Even though I’m making an effort to consciously use and develop my intuition, I still struggle with doubts sometimes about whether the hunches I have are really my intuition or whether I’m just making them up. After all, I’m a writer who’s currently working on my first novel so it’s important for me to let my imagination run free.
But I’ve found that my imagination takes on different forms. Sometimes I’ll visualize or consciously imagine a desired scenario, a practice that has been long touted as a way to manifest a certain outcome. For example, athletes will often imagine themselves performing well and research has found that they do perform better after visualization.
Other times I’ll make up stories in my head about people and situations, a practice that is tied directly to my fiction writing. It helps me to stay creative and come up with plot twists and story ideas.
But in rarer cases, a scenario will pop into my mind unexpectedly. These are never long, drawn-out moments and there is generally not that much detail, yet there is clearly an element of imagination involved.

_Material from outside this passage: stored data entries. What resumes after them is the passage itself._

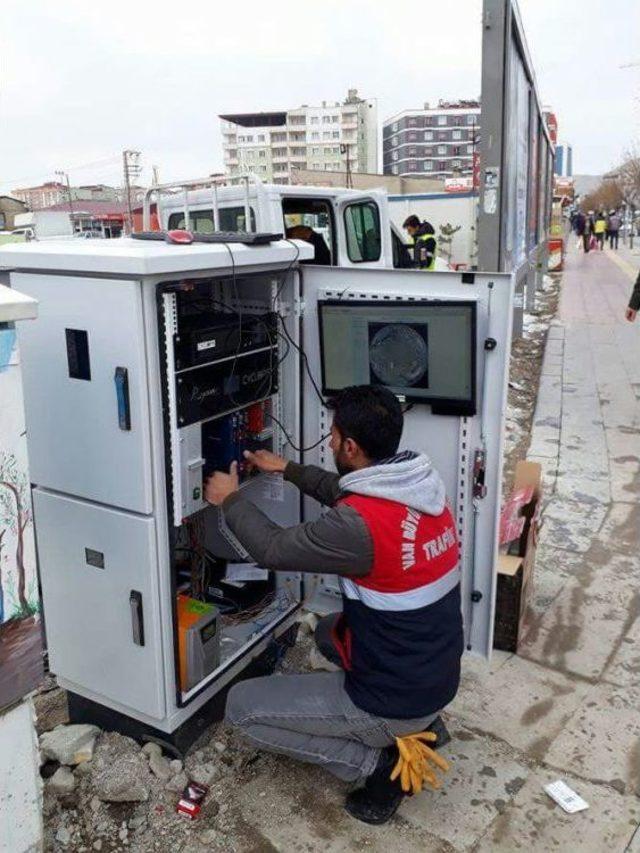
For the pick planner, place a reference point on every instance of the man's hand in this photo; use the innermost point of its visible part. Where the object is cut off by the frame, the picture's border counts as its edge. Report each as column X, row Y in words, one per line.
column 266, row 461
column 220, row 485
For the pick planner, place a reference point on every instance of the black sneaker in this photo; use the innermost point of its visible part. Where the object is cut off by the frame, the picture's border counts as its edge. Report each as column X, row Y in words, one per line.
column 379, row 799
column 441, row 732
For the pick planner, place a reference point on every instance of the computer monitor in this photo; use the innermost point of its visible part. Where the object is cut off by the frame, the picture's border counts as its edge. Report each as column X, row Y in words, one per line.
column 423, row 351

During these moments I believe I’m witnessing intuition in action, or at least I’m close to it.
Daydreaming in any capacity is a merging of the conscious and subconscious minds, and since intuition is largely a subconscious practice, daydreaming can serve as a gateway inviting more collaboration between these two worlds.
Intuitive Action Item: I’ve decided to experiment with using my daydreams to spark my intuition. The next time I have a choice to consider, I’ll imagine how it will turn out and if the scenario I get is something I like, I’ll do it. If it goes poorly in my mind, I’ll say no. I’ll report my results in a later post but if you care to try it with me, I’d love to know how it goes for you. There’s one caveat: Only try this if you’re making a choice about something you’ve never done before. If you have a history with an experience, your memories will probably cloud your intuition. Either comment below or email me at firstname.lastname@example.org.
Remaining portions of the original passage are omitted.